Tale norma si applica anche al creditore che, entro un anno dalla trascrizione dell’atto pregiudizievole, interviene nell’esecuzione promossa da un altro creditore.

In caso di donazione, l’esecuzione si attua nella forma dell’espropriazione presso terzi; in tutti gli altri casi si seguono le regole proprie a ciascun bene.

Tanto il debitore, quanto il terzo che da questi abbia ottenuto il bene (per es. il donatario), quanto qualsiasi altro interessato alla conservazione del vincolo si può ovviamente opporre al pignoramento (magari sostenendo che il debitore possiede altri beni aggredibili e su cui il creditore può ugualmente soddisfarsi).
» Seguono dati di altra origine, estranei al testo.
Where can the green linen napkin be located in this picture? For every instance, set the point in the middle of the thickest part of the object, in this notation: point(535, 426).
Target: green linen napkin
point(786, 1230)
Come avevamo detto in un precedente articolo, questa norma consentirà al creditore di pignorare i beni immobili o mobili registrati del debitore nonostante siano stati posti all’interno del fondo patrimoniale o del Trust senza dover aspettare l’esito della revocatoria ordinaria, con notevole risparmio di tempo (leggi “Addio fondo patrimoniale”), nonostante il fondo costituito dai coniugi renda, di norma, impignorabili i beni ivi immessi da parte dei creditori sorti per spese non inerenti ai bisogni della famiglia.

note

[1] Art. 2929 bis cod. civ. introd. dall’art. 12 DL 83/2015.